Total activity in the euro zone, measured by the purchasing managers’ composite index, stood at 47.1 points, the lowest figure in the last 23 months —a figure above 50 points indicates growth and a lower figure indicates a decline in activity—, according to the PMI, published by S&P Global Market Intelligence to measure the behavior of the economic activity of private sector companies. Compared to September, the PMI fell one point, from 48.1 points. The PMI (Purchasing Managers’ Index) for the euro zone is compiled from a survey of purchasing managers of more than 5,000 companies belonging to the service sector and the manufacturing sector of the area of the single currency countries. It is the index that first detects trend changes in the economic climate in the industrial sector.
Among the factors behind this slowdown —which the report qualifies as the sharpest since 2013, excluding the period of confinement— is the rise in energy costs, which hampers industrial production processes, and upward pressures from salary costs. The less bad note is given by the shortage of supplies, which, according to the document, is easing. All these variables keep business confidence at the lowest level of the last two years.
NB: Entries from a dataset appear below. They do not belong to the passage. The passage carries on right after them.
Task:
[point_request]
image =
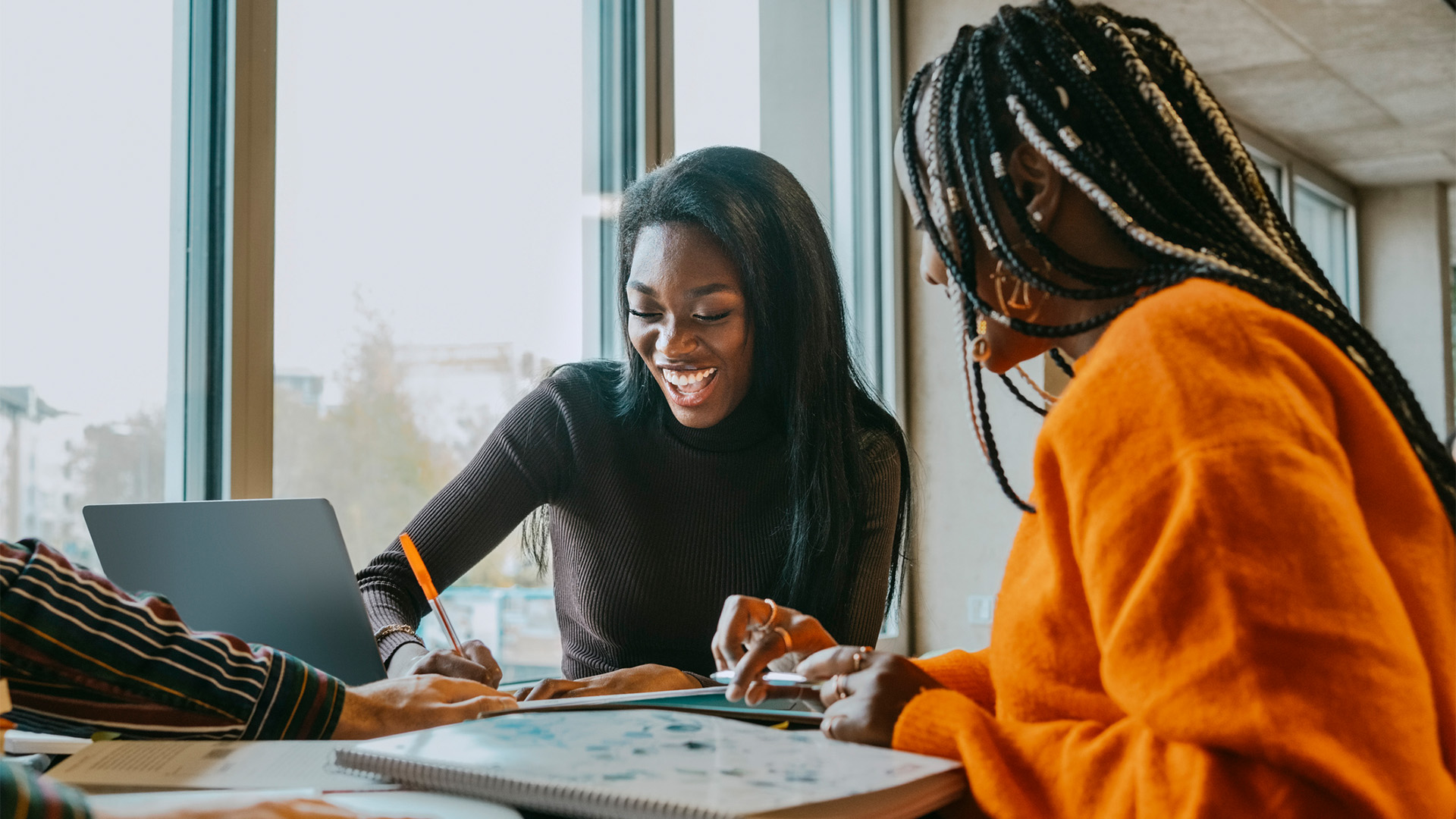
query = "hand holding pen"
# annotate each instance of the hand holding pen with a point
(466, 661)
(753, 632)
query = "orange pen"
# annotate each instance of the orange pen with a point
(422, 576)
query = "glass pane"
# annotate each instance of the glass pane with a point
(715, 74)
(1321, 223)
(85, 231)
(428, 265)
(1273, 174)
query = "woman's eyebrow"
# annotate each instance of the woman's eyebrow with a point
(708, 289)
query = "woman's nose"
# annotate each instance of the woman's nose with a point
(676, 341)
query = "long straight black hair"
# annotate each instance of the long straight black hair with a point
(802, 369)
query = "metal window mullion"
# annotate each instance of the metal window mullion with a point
(199, 362)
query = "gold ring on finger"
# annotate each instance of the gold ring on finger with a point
(832, 725)
(788, 642)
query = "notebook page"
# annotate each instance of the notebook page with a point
(185, 764)
(660, 757)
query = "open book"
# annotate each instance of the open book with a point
(660, 764)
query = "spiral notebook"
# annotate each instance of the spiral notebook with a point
(660, 764)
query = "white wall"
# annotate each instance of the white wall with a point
(1405, 287)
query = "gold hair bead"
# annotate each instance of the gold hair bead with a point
(998, 165)
(986, 237)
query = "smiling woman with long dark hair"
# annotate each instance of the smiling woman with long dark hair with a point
(736, 450)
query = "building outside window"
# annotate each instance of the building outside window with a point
(428, 267)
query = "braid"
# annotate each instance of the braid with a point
(1112, 104)
(990, 444)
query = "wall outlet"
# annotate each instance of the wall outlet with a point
(981, 608)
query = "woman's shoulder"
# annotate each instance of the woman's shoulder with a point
(1204, 363)
(1204, 318)
(582, 388)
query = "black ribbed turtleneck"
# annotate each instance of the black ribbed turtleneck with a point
(653, 525)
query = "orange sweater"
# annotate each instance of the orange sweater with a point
(1238, 596)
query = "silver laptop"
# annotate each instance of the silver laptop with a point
(271, 572)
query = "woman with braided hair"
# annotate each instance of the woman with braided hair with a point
(1234, 588)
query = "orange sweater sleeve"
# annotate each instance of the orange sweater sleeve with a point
(965, 672)
(1253, 646)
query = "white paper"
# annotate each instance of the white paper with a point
(178, 764)
(376, 805)
(666, 757)
(30, 742)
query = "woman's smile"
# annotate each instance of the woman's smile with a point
(689, 321)
(688, 387)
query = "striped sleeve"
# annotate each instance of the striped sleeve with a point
(83, 656)
(27, 795)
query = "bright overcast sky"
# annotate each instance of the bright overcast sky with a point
(430, 169)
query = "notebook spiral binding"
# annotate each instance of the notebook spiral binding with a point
(568, 800)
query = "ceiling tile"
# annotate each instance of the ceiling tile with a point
(1296, 98)
(1218, 37)
(1327, 25)
(1398, 169)
(1369, 143)
(1416, 83)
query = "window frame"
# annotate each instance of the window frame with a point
(1298, 171)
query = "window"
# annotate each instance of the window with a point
(813, 86)
(810, 85)
(85, 216)
(1324, 223)
(435, 222)
(1273, 174)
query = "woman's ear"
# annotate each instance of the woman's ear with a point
(1038, 183)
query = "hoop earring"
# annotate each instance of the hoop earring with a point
(1019, 293)
(981, 346)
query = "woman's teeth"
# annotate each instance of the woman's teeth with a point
(688, 378)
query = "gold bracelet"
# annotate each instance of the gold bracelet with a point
(394, 629)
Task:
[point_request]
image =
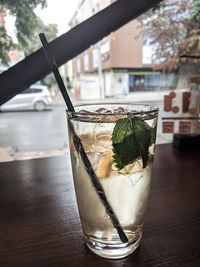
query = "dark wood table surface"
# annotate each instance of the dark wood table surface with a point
(39, 223)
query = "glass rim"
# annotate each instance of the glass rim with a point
(152, 109)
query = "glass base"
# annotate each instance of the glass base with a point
(112, 248)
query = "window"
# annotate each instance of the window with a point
(86, 61)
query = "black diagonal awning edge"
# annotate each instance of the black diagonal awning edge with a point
(35, 67)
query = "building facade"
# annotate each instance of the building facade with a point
(117, 65)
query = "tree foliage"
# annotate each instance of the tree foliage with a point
(32, 43)
(26, 23)
(173, 28)
(195, 12)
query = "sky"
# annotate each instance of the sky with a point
(57, 12)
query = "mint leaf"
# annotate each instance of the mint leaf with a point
(125, 148)
(131, 139)
(143, 138)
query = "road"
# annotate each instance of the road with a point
(23, 132)
(34, 131)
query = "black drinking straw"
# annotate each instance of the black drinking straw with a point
(77, 143)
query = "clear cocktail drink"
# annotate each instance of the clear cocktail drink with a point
(118, 141)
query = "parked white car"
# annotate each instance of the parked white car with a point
(36, 97)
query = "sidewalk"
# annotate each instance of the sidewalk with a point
(133, 97)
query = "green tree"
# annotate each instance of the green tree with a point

If the evolution by sectors is observed, the manufacturing industry is the one that stagnates the most, especially in the subsectors of the manufacture of chemical substances and plastics and of basic resources. The counterpoint is put by the technology, industrial services, pharmaceutical and biotechnology companies, which have indeed registered growth. Looking at the rating of the indicator, the European manufacturing PMI stood at 46.6 in October, compared to 48.4 in September. Taking the indicator referring to production within this sector, October leaves a figure of 44.2, compared to 46.3 the previous month.
Downturn in the services sector
In the commercial activity of the service sector there is no good news either. The indicator fell from 48.8 points in September to 48.2 in October, marking the minimum of the last 20 months. Despite this, the optimism of businessmen in the sector increased slightly, driven in part by the relief in the supply crisis. The shortages have been reduced, although this has not only been influenced by the improvement in the transport of goods, but also by the decline in demand, since the purchase of supplies stood, according to the report, at one of the lowest rates since the global financial crisis of 2008. Companies surveyed in October confirmed improved transport capacity and reduced component shortages. The generalized increase in the cost of living, which is reducing consumption, and the tightening of financial conditions, which make it difficult to access credit, are the main problems facing the sector, according to the document.
Major European economies are also suffering. Germany recorded the largest cut in the PMI data in the euro zone: it fell to 44.1 points, its lowest level since 2009 (not counting the stoppage of the pandemic). Both the manufacturing sector and the services sector underwent a negative evolution, weighed down by the energy crisis, which is of particular concern to its industrial sector. In the case of France, the PMI falls from 51.2 to 50 points, which indicates a lack of growth in its economy. The decline in its manufacturing sector was offset by a moderate expansion in the services sector, which prevented a decline in business activity.
The rate of job creation recovers slightly in Europe after slowing in September to its lowest level in 18 months. However, the report maintains that the recovery in employment is being affected by a cutback in personnel at some firms, which are lowering their production capacity to adapt to a context of low demand.
Finally, the forecasts for the remainder of the year are not positive either and the chief economist of S&P Global Market Intelligence maintains that: “It seems likely that the euro zone economy will contract in the fourth quarter given the panorama of a growing decrease in activity total and deterioration of the demand observed in October”.